Artistic administrators quickly realized that not only were audiences stranded at home, but artists were as well. This spurred a creative response, and the team’s brainstorming quickly turned to the possibility of a TV channel, one that you could turn on and find “something about opera.” They wanted to draw on the talents of opera stars, to humanize them and showcase the ways they were navigating the same drastic changes that were affecting everyone else.
Derrer reports that it was not difficult to convince artists to get involved. It appealed to artists to have an avenue to engage with audiences while stages were dark. And, says Derrer, “One thing led to another.” Now, on the TDO website, you can find online programs with opera singers cooking, narrating tours of their home countries, performing recitals, offering playlists, giving career advice, and showing off their comedic talents.
Programs are collected within Dallas Opera TV, the product of months of artistic exploration and the company’s growing attention to both original production and monetization.

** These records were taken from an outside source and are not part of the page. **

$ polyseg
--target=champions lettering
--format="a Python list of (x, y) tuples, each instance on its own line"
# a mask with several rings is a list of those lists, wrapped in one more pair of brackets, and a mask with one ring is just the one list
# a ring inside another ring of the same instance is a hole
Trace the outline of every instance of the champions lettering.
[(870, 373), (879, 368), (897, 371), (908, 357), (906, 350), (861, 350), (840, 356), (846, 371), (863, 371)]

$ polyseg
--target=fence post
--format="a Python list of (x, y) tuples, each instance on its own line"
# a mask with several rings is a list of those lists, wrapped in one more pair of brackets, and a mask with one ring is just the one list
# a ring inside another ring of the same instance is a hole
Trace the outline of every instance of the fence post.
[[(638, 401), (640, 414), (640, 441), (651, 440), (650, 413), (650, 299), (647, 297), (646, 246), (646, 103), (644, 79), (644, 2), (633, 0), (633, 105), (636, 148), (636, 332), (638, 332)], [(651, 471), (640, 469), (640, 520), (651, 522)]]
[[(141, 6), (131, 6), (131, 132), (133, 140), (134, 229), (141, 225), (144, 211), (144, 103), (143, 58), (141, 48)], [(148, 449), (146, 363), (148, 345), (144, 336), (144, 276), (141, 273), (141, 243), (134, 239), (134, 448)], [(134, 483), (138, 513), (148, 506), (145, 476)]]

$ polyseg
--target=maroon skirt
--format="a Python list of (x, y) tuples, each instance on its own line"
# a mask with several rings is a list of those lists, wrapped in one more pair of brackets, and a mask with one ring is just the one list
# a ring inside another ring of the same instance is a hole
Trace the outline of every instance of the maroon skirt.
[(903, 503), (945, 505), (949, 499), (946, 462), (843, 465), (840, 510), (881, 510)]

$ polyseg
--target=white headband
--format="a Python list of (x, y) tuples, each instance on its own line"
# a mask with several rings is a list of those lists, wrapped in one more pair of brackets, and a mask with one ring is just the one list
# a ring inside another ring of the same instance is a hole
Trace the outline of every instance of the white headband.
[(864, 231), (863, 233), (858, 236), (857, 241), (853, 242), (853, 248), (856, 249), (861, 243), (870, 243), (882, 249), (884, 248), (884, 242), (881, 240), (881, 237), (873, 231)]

At first, the channel was available through subscription ($4.99 / month), but the paywall has been removed in favor of a registration-based, free service that offers full opera performances from the company’s video archive, recitals, and original programming created by leading opera singers as well as artistic leaders in film and theater. Alongside programming for adults, OperaKids has drawn unexpectedly large audiences. This major educational effort provides classroom materials and cultural enrichment for students and teachers.
One of the trickiest parts of developing digital programming was anticipating and planning for shifting COVID protocols. Digital recording began before widespread vaccination, so great care had to be taken to protect singers. This sometimes entailed recording each vocal part separately and then mixing the final production into a single performance. Development of the Dallas Opera TV platform and the draw on staff time was also an investment. Derrer explains that, “Fortunately we had a number of people on staff who were tech oriented and wanted to work on this.” TDO was able to reallocate staff to digital projects in most instances. “It was like an internal task force. The artistic staff had to figure out how to do these things and how to work with the company in new ways. We never had a clear picture of how it was going to go when we began, but we learned along the way.”
The Board of Directors was supportive of TDO’s experimentation, eventually forming a digital strategy advisory group to help support the project, raise money, and connect with the tech community. “We have shifted to a dual-track opera company. We have programs in person, but we also see the digital stage as a route to both local and global accessibility,” Derrer says.
Asked why these ambitious efforts sprouted at TDO when other companies were less active, Derrer suggests this: “My directive was—try it. If it doesn’t work, don’t be afraid to cut and move on. We need to try a lot of things. If you don’t try you will get nowhere. Use this pandemic as an opportunity to express new ideas in new ways. Opera companies tend to be glacial. The pandemic allows us to shift to a structure that is responsive and future-facing.”
“What we’re thinking about now is what does the digital frontier look like five years from now? We want global audiences to know us and we want our local audiences to grow. We want people to come and experience live performances because of what they experienced online. And personally, I want digital to be a tool for engaging the next generation of opera lovers. I want kids to want to go to the opera.”